È questo lo scenario raccontato dal giudice per le indagini preliminari Emilia Di Palma che ha firmato l’ordinanza di custodia cautelare a carico di 11 persone ritenute appartenenti al potente clan che domina dagli anni Ottanta la zona di Ottaviano, località alle falde del Vesuvio. «Le condizioni di assoggettamento e gli atteggiamenti omertosi, indotti nella popolazione, costituiscono più che l’effetto di singoli atti di sopraffazione, la conseguenza del prestigio criminale dell’associazione che, per la sua fama negativa e per la capacità di lanciare avvertimenti, anche simbolici ed indiretti, sia accreditata come temibile, effettivo e autorevole centro di potere», scrive il magistrato per poter raccontare dei tanti episodi di estorsione che hanno caratterizzato nei mesi scorsi la vita di numerosissimi commercianti. Non solo soldi, nelle “canoniche” rate di Pasqua, Natale e Ferragosto, ma anche regali. Di ogni genere e valore: autovetture, capi di abbigliamento firmati, prodotti alimentari. «In quelle zone si vive in un clima di intimidazione e nella diffusa condizione di omertà».

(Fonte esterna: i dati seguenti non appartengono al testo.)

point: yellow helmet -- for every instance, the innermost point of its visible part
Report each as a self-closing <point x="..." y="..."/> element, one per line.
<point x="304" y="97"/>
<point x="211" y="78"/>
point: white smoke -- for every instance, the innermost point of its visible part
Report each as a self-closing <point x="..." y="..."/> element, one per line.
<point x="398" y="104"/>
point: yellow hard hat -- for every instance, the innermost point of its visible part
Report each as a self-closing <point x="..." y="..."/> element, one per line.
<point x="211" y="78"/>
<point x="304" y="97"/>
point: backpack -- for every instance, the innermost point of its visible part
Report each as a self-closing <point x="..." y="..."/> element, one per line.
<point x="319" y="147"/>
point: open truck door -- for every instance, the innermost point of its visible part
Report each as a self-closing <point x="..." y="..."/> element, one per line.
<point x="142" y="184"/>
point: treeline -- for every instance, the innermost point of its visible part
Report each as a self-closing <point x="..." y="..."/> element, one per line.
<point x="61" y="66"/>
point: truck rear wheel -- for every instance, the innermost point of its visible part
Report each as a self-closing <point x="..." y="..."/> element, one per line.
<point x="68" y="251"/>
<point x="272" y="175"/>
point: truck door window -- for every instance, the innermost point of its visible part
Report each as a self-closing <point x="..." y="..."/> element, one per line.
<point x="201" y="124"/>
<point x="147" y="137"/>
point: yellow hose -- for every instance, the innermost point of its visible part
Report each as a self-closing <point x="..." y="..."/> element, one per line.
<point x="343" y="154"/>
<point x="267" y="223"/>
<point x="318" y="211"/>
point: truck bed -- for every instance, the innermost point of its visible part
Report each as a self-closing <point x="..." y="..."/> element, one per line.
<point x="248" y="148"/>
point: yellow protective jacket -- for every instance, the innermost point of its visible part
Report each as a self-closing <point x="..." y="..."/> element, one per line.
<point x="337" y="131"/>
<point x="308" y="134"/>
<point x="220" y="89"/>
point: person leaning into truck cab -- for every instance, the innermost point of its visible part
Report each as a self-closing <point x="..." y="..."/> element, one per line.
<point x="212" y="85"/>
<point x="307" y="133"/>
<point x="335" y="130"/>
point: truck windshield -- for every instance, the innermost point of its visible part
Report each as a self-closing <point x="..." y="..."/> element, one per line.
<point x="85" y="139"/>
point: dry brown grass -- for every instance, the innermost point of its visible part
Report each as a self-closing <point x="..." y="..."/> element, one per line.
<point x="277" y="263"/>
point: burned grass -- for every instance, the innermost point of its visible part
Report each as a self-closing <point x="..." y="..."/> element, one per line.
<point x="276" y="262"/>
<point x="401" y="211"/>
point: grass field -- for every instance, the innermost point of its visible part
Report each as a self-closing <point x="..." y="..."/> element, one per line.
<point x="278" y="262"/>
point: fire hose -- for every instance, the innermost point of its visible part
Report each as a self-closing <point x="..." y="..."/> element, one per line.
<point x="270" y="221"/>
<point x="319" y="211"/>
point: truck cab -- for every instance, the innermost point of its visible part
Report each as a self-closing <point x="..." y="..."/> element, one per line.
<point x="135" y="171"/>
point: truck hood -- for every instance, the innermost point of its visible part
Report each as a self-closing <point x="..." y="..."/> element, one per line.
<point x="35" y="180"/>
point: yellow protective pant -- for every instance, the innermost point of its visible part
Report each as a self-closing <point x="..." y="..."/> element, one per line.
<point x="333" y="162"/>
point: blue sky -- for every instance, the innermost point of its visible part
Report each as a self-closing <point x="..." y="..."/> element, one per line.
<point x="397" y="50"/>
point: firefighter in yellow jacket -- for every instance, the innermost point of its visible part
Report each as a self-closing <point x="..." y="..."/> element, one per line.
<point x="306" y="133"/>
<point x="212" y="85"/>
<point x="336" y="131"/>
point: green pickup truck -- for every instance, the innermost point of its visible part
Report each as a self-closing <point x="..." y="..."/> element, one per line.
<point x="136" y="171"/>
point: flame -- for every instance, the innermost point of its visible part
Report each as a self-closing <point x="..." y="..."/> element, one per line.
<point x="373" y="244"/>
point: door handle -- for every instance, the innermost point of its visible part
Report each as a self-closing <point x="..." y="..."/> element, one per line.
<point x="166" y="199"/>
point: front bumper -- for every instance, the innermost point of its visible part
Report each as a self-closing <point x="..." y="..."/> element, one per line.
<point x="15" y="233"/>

Uno dei principali fattori che hanno assicurato la coesione che da sempre caratterizza gli affiliati al clan Fabbrocino è stata la capacità del sodalizio di assicurare «costante assistenza economica a tutti gli associati e, soprattutto, ai detenuti e alle loro famiglie». “La ricchezza delle casse del clan, in cui confluiscono non solo i proventi delle attività illecite, ma anche i profitti ormai derivanti dalla conduzione delle attività imprenditoriali intraprese e gestite dal clan con metodi mafiosi, permette, infatti, di scongiurare il pericolo che si vengano a creare condizioni di difficoltà da cui possano tranne origine spinte centrifughe e consente di rafforzare il vincolo di omertà anche nei confronti dei consociati”. Ecco il motivo, secondo l’interpretazione del giudice che ha firmato l’ordinanza, secondo la quale “nessuno dei Fabbrocino ha mai conosciuto il fenomeno della collaborazione con lo Stato. Solo esponenti di sottogruppi o gruppi contigui».